Ces propositions seront débattues lors de l’assemblée générale du PDC le 24 avril à Coire. «Nous pourrons ensuite en discuter avec les autres partis», a précisé devant la presse son président Christophe Darbellay, interrogé sur la faisabilité de ces mesures. Et de préciser que les changements proposés ne se réaliseront pas «en deux coups de cuillère à pot». Les démocrates-chrétiens disent militer pour «une médecine de qualité au meilleur prix et un allégement de la charge des primes pour la classe moyenne.»

Cinq régions

Côté couverture en soins, le PDC mise sur un découpage de la Suisse en cinq régions, définies par les cantons via des concordats.
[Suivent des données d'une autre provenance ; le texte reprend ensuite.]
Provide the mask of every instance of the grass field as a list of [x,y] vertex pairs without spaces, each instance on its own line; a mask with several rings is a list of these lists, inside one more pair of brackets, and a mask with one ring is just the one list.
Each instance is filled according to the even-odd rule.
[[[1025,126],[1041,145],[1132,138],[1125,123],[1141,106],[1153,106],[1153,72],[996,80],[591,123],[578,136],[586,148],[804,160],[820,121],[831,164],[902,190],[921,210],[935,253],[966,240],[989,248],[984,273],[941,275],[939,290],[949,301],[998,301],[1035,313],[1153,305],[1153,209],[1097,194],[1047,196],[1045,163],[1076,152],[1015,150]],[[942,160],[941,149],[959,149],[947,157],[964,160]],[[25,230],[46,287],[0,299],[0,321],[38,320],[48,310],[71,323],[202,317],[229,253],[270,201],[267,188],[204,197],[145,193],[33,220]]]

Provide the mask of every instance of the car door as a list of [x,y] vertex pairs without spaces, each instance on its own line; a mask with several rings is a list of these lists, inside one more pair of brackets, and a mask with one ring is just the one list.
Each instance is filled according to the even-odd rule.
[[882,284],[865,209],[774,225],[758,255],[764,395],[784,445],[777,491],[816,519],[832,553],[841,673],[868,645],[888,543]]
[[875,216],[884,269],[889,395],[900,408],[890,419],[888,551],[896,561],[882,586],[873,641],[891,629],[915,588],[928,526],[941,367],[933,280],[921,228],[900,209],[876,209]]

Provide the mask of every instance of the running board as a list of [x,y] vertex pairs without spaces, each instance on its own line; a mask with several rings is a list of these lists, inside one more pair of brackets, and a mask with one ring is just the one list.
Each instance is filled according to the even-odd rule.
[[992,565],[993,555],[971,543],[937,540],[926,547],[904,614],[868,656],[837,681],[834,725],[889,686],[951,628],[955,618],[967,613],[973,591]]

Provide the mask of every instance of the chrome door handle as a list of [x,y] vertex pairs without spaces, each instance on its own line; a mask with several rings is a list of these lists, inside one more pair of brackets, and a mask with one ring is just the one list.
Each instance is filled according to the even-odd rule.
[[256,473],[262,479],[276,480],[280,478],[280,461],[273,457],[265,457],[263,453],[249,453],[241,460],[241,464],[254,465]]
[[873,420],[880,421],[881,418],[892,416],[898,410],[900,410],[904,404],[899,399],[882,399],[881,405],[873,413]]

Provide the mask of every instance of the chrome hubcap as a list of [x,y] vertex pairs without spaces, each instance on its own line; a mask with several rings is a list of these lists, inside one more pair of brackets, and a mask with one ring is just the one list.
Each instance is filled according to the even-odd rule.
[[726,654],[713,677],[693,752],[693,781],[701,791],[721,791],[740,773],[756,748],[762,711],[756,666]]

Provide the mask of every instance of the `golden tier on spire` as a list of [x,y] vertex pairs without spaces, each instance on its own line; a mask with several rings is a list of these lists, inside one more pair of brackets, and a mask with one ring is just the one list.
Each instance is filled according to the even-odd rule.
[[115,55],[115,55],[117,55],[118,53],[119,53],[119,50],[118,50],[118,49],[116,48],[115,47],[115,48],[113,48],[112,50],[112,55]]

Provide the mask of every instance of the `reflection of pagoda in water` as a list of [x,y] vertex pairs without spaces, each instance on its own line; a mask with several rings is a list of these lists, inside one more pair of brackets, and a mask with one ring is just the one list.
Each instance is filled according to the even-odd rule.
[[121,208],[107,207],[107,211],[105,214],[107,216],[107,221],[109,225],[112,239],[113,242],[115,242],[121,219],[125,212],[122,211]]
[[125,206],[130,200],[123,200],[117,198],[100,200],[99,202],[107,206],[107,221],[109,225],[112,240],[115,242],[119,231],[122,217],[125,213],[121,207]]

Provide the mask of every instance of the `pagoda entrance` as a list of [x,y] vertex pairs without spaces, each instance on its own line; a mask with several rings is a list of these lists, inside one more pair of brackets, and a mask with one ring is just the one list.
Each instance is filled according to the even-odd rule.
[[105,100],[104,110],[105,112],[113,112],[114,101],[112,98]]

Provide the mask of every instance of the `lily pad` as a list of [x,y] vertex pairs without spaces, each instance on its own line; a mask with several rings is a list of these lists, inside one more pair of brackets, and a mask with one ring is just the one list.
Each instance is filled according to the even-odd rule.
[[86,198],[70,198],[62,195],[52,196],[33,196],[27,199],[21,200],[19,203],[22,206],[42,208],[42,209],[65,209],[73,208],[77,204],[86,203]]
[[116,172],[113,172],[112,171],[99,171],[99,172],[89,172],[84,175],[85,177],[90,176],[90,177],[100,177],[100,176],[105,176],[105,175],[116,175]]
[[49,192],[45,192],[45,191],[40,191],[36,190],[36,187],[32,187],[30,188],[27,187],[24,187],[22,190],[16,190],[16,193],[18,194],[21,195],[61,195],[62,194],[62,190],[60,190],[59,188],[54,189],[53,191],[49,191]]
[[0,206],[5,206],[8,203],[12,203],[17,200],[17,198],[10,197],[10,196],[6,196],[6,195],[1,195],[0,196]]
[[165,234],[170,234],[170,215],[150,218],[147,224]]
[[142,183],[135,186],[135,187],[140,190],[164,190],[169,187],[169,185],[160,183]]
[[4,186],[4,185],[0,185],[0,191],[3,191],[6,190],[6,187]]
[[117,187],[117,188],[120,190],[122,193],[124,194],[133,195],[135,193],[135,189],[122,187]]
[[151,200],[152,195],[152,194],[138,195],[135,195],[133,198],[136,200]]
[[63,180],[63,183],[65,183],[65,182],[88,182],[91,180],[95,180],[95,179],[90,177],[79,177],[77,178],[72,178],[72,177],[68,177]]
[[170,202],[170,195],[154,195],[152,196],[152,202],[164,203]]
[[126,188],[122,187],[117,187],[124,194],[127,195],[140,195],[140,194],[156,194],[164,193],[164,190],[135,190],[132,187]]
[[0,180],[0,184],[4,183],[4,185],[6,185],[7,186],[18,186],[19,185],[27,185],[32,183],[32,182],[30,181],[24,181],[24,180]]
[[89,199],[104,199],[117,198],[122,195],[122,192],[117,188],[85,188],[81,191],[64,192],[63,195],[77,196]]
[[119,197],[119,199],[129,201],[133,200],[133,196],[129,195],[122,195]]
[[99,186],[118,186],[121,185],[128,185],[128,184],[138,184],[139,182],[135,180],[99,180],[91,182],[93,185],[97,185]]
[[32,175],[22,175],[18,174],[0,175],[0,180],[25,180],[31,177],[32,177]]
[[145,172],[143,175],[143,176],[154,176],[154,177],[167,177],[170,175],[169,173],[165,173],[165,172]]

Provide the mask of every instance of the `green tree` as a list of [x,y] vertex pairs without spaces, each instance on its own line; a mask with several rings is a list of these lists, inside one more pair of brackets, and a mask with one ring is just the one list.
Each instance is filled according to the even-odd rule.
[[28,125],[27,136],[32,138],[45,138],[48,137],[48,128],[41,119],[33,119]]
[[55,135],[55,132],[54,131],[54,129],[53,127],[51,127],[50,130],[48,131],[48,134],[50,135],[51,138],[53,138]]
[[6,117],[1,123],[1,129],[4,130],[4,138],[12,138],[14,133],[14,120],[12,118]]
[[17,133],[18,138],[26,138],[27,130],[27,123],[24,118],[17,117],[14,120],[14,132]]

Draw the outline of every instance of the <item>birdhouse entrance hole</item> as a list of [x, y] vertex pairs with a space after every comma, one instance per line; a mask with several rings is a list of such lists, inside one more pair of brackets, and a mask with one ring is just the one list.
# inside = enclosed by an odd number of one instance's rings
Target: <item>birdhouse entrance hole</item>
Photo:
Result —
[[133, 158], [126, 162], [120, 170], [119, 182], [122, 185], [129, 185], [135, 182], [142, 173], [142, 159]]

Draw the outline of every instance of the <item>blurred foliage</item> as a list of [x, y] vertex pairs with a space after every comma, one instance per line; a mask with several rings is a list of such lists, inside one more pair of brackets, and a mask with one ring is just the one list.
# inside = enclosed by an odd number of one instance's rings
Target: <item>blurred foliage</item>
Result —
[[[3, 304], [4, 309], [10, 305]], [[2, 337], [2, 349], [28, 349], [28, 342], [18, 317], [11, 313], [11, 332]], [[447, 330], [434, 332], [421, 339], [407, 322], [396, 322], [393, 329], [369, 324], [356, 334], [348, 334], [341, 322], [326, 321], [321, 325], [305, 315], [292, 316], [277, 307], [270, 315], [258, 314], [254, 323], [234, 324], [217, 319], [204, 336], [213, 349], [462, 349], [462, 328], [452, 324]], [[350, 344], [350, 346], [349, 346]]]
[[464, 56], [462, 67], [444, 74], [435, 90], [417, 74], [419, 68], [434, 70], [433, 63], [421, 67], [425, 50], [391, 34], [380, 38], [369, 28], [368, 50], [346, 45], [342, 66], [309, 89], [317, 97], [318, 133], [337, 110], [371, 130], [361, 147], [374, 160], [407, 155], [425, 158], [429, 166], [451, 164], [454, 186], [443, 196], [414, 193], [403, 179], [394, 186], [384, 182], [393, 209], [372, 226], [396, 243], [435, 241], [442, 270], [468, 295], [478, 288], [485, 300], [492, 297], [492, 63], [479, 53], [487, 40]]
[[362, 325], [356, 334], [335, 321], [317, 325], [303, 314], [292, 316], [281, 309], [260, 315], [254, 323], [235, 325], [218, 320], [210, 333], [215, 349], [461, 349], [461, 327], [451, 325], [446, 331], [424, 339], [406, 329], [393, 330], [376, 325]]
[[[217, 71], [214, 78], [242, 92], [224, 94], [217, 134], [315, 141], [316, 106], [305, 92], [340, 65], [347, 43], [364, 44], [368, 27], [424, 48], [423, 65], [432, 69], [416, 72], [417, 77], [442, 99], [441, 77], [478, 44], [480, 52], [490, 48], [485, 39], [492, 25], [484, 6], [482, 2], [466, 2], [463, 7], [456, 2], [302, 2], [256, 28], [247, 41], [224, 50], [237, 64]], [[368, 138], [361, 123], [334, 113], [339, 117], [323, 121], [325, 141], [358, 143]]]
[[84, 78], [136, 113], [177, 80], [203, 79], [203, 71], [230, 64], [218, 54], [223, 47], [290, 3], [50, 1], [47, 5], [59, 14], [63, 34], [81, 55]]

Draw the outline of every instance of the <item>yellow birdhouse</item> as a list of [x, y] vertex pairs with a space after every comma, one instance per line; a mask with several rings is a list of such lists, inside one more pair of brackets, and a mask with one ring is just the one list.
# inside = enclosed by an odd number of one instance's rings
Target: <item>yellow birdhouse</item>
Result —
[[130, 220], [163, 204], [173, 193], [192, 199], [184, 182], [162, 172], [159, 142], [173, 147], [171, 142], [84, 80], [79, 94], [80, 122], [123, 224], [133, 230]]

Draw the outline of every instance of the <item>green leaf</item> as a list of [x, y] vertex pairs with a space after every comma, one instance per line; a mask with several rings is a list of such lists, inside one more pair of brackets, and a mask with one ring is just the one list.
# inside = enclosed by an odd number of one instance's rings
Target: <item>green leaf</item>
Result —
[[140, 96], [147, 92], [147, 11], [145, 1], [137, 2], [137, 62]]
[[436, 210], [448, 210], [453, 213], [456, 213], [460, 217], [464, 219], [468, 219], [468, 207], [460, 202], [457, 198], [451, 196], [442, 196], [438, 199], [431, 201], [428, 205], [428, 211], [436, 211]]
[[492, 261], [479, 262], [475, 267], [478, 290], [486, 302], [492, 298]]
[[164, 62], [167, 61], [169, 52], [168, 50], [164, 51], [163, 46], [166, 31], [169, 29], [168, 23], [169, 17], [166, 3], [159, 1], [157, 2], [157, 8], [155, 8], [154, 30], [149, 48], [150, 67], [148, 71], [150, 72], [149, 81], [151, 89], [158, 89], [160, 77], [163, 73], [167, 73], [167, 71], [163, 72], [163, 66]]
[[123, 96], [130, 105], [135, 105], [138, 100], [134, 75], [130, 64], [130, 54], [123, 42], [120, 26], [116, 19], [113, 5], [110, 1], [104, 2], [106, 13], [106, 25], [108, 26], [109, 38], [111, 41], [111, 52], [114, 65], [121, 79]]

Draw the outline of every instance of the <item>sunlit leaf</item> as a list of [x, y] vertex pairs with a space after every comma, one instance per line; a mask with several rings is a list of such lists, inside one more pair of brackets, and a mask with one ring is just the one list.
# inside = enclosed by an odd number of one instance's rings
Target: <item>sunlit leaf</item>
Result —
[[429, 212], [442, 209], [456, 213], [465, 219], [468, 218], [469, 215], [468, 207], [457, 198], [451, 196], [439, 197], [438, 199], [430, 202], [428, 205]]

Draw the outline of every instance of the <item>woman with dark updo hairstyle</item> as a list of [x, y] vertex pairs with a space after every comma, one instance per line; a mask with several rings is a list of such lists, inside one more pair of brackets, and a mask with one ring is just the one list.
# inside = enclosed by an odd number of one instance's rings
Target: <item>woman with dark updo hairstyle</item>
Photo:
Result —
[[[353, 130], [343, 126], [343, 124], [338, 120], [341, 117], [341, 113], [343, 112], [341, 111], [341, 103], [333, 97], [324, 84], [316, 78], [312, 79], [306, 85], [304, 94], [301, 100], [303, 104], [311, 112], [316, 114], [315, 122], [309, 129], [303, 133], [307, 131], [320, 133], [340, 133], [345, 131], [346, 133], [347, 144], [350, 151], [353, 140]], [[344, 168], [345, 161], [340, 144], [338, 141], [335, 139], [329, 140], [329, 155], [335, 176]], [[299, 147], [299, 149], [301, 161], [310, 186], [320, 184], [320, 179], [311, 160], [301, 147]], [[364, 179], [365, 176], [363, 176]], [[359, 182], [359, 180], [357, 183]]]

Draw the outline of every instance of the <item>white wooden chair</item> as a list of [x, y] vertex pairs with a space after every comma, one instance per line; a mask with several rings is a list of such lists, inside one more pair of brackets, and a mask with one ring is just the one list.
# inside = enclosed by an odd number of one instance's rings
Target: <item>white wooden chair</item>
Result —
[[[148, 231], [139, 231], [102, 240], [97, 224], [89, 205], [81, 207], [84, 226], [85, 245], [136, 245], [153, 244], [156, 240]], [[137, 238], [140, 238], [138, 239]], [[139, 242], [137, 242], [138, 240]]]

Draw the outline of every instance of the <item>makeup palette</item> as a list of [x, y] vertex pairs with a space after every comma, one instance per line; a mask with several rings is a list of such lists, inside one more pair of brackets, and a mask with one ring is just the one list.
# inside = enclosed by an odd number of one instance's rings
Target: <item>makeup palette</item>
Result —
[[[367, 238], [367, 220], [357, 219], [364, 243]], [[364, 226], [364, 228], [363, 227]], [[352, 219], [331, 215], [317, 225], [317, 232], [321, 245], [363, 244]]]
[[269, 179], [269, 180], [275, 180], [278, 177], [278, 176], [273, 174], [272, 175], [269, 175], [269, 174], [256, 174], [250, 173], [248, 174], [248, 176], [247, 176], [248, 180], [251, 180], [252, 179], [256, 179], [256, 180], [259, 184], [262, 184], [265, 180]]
Au centre de chacune, un hôpital assurera la médecine de pointe. Pour les soins de base, les cabinets privés devraient céder le pas à des «centres de santé», aux heures d’ouverture répondant aux besoins des patients et travaillant en réseau. Ces réseaux de soins seraient la norme, qui seule donnerait droit à des réductions des primes. Le PDC voit aussi dans ces centres un moyen de lutter contre la sous-couverture médicale dans les régions périphériques.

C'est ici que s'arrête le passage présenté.